Di frequente ci interroghiamo su quali motivazioni spingano i più giovani a comportarsi in un determinato modo, ci domandiamo come possano utilizzare la violenza per gioco, per divertimento, o non accorgersi che le loro azioni abbiano delle conseguenze anche gravi sugli altri; ancora troppi episodi di violenza quotidiana vengono bollati dagli adulti come semplici «bambinate» o «ragazzate». Se vogliamo curare le patologie dei figli, dobbiamo prima curare i genitori. Negli ultimi anni i disturbi psicopatologici di bambini e adolescenti si stanno aggravando in termini di intensità e di diffusione. Se nessuno insegna ai giovani come affrontare le difficoltà, se gli adulti cercano di vivere la vita al posto loro o danno per scontato la loro felicità, questi rischiano di perdere l’equilibrio in partenza. Molti non comprendono come l’aggressività possa esplodere fin dalla più giovane età; per farlo bisogna aver chiaro che la violenza, spesso, è nascosta dietro un’apparente normalità”. Dal mio ultimo libro Leggimi nel pensiero, edito da Mondadori.

Cosa fare?

È importante che i bambini frequentino spazi di aggregazione dove esistano delle regole sociali da rispettare. È fondamentale nella crescita di un bambino anche l’interazione con gli animali.
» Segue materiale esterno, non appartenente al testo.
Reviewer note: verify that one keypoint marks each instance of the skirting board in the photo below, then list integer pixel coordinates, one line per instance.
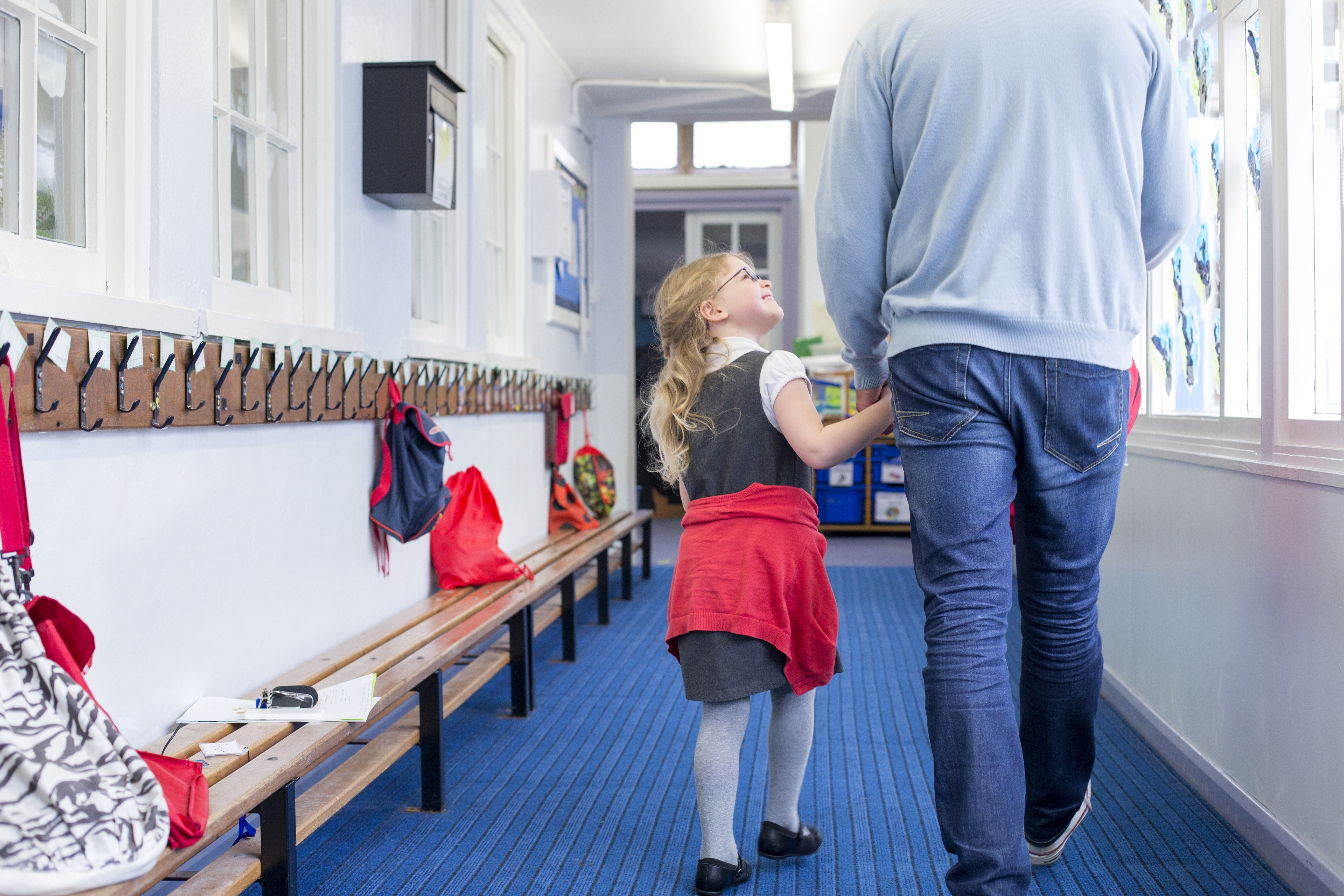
(1296, 863)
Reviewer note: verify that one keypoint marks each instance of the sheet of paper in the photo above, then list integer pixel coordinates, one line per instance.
(61, 348)
(166, 351)
(136, 356)
(350, 701)
(222, 749)
(10, 334)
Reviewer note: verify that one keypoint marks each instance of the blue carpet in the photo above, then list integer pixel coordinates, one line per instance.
(594, 794)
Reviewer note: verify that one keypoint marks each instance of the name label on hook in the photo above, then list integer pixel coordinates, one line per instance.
(60, 354)
(10, 334)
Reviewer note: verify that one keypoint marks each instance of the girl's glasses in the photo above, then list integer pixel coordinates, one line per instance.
(745, 271)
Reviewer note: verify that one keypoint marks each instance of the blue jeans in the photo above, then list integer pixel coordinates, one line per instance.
(979, 430)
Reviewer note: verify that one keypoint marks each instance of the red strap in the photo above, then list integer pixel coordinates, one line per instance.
(15, 535)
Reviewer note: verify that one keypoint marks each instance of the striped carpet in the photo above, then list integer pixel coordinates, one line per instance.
(593, 794)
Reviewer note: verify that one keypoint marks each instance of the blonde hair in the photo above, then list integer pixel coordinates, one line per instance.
(686, 340)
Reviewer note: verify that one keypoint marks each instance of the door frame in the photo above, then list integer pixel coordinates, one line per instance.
(783, 201)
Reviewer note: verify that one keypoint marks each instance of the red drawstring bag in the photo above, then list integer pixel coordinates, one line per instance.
(594, 477)
(562, 429)
(69, 643)
(568, 512)
(466, 542)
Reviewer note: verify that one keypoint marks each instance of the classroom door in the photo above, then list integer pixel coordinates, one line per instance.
(759, 234)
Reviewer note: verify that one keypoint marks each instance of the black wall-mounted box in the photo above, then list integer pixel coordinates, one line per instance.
(410, 135)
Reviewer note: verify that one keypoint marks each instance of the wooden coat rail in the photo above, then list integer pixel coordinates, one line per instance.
(88, 398)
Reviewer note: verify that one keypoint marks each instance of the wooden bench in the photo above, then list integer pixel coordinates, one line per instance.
(410, 653)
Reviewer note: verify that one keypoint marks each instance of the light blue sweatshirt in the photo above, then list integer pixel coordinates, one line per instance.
(1002, 174)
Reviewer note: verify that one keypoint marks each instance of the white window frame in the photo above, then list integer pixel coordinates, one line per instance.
(437, 237)
(26, 254)
(502, 34)
(1272, 444)
(237, 297)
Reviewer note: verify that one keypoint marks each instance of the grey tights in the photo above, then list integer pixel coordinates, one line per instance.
(717, 753)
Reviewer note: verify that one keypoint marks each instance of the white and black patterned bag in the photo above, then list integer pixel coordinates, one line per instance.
(79, 807)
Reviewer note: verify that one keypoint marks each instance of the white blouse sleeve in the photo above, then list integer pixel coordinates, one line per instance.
(780, 370)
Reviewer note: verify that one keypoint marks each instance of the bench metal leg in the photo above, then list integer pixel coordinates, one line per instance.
(432, 742)
(604, 590)
(521, 661)
(648, 549)
(626, 566)
(568, 619)
(279, 848)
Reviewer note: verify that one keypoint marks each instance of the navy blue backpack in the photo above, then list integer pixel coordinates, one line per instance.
(409, 491)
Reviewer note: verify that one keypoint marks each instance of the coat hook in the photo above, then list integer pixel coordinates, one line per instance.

Aiuta a riconoscere l’altro, i suoi bisogni e le sue esigenze, il fatto che qualcuno abbia bisogno di cure e quindi aiuta a sviluppare l’empatia. Se non è possibile tenere un animale in casa si possono portare i bambini in alcuni spazi specifici o iscriverli a delle associazioni che lavorano con gli animali, portarli a un canile per prendersi cura di qualche cane. Sono attività che aiutano a capire tanti aspetti fondamentali, anche formandoli a conoscere meglio il mondo animale. Se imparano il rispetto per se stessi e per la natura, lo riproporranno anche nelle relazioni che instaureranno.